Created 10-27-2017 05:02 PM
Hi Arpit
I'm using hadoop 2.6
1- I'm starting the DN using the superuser.
2- No, HADOOP_SECURE_DN_USER is commented under /etc/default/hadoop-hdfs-datanode, no config for JSVC_HOME
3- dfs.data.transfer.protection is none
Do i need to add there 2 parameters for my hadoop-env.sh under /etc/hadoop/conf?
Created 10-27-2017 06:07 PM
Did you enable security using the Ambari Kerberos wizard? That usually takes care of these settings for you.

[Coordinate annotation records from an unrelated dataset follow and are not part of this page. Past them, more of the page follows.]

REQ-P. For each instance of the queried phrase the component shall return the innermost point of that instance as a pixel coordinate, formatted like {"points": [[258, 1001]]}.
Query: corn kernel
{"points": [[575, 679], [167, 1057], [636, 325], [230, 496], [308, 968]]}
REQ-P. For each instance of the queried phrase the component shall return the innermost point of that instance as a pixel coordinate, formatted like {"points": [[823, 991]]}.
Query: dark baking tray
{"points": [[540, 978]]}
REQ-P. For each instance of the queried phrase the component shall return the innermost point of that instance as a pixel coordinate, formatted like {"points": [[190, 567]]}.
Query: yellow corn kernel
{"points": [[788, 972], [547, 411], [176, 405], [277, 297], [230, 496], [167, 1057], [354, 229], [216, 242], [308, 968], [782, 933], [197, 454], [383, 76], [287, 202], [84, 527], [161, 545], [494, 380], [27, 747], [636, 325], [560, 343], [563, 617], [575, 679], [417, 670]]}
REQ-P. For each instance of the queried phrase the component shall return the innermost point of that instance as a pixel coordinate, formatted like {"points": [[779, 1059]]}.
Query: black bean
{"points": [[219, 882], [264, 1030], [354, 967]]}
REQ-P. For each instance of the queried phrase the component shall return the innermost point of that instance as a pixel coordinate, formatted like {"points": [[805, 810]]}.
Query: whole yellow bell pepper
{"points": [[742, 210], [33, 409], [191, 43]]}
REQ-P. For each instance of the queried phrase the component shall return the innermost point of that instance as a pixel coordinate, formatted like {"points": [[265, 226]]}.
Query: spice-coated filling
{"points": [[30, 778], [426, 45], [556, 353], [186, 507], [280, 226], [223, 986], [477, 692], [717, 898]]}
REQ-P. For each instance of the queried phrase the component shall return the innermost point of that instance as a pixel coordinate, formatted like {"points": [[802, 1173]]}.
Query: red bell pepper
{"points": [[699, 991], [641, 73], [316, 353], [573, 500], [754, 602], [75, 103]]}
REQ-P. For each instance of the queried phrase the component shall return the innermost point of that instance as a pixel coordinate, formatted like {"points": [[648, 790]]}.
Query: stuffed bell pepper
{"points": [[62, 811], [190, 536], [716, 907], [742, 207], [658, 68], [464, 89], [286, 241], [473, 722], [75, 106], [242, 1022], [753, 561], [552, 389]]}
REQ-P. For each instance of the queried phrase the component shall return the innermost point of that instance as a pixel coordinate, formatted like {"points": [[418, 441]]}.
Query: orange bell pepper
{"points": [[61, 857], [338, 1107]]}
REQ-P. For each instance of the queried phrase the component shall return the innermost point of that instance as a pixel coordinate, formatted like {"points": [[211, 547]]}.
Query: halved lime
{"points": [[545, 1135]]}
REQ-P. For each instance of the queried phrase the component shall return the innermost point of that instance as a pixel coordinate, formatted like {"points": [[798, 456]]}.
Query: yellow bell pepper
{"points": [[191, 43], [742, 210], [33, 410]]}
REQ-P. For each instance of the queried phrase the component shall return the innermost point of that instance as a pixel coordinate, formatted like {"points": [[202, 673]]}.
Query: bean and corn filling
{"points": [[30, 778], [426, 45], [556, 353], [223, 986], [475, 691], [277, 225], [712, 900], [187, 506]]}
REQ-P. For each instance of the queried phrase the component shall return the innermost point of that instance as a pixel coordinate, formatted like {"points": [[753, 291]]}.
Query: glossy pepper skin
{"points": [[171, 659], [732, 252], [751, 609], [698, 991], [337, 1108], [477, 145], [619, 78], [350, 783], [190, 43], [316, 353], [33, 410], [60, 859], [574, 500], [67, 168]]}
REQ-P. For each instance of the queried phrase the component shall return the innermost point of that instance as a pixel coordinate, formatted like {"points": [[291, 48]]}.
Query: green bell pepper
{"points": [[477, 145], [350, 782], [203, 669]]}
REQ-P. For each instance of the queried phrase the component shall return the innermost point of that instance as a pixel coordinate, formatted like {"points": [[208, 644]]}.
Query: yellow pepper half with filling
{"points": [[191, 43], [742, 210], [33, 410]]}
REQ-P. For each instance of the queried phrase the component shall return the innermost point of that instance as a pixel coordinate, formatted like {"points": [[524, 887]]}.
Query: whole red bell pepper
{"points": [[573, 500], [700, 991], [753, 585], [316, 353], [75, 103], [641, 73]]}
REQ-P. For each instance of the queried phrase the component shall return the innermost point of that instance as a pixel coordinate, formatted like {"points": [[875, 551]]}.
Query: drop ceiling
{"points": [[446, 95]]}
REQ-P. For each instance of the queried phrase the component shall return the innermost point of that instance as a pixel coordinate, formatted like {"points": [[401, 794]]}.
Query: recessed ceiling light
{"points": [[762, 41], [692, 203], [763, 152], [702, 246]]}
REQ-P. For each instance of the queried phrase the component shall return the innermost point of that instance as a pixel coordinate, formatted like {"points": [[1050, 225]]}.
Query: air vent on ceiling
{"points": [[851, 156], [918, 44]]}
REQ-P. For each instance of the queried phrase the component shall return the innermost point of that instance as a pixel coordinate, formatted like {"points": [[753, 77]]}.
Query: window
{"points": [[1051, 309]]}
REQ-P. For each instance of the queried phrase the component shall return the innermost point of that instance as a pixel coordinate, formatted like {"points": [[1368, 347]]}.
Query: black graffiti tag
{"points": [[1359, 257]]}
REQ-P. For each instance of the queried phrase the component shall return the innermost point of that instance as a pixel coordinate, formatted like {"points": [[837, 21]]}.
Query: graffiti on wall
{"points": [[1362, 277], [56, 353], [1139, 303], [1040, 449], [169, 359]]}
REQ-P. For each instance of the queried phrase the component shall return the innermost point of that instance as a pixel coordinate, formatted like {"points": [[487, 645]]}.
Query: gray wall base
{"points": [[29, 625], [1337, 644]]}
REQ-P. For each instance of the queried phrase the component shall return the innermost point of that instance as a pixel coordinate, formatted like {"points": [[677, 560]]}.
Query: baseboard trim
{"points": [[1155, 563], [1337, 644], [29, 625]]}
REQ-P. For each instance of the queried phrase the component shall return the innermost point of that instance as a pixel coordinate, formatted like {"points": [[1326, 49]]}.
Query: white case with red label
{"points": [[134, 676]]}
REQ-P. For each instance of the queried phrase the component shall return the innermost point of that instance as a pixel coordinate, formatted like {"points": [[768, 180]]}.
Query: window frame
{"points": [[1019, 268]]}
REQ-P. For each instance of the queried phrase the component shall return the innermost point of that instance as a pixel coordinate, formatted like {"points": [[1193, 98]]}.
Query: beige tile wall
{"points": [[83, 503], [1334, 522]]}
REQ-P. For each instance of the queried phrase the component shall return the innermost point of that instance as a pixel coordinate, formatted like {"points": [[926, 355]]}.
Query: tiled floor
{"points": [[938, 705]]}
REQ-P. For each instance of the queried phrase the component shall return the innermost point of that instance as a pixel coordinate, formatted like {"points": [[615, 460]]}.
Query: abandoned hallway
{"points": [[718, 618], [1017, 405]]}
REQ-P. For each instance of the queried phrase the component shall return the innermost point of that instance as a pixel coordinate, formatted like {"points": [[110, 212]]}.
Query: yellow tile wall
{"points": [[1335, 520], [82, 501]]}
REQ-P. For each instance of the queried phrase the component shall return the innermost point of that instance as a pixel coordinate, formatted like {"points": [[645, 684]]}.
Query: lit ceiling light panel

Created 10-27-2017 06:08 PM
Have you recently upgraded your Operating System Kernel? Is your kernel version something like this "kernel-3.10.0-514.21.2.el7.x86_64"
Can you please try to add “-Xss2m” as following inside the "/usr/hdp/$VERSION/hadoop-hdfs/bin/hdfs.distro" on all the Datanodes
exec "$JSVC" \ -Xss2m \ org.apache.hadoop.hdfs.server.datanode.SecureDataNodeStarter "$@“
.
Then try starting DN again.
.
NOTE: Also please check if there is any JVM crash file created as. If this file is created then it might be related to :
https://community.hortonworks.com/questions/109594/datanode-failing-to-start-jre-sigbus-error.html and the -Xss2m solution should work.
<em>/var/log/hadoop/hs_err_pid#.log</em>
Created 10-27-2017 06:16 PM
You might also want to update HADOOP_DATANODE_OPTS environment varialbe in hadoop-env to have "-Xss2m"
Created 10-27-2017 06:30 PM
Tried this but with no success
Created 10-27-2017 06:30 PM
My kernel is: 2.6.32-573.26.1.el6.x86_64
Created 10-27-2017 06:10 PM
Yes, I did.
Created 10-28-2017 08:42 AM
I see "STARTUP_MSG: version = 2.6.0-cdh5.13.0 " is this a cloudera cluster ?
Curiously I contribute in cloudera community and I see you opened also a thread in http://community.cloudera.com/t5/Storage-Random-Access-HDFS/Unable-to-Start-DataNode-in-kerberos-cl...
Could you be precise on the distribution so you can get better help?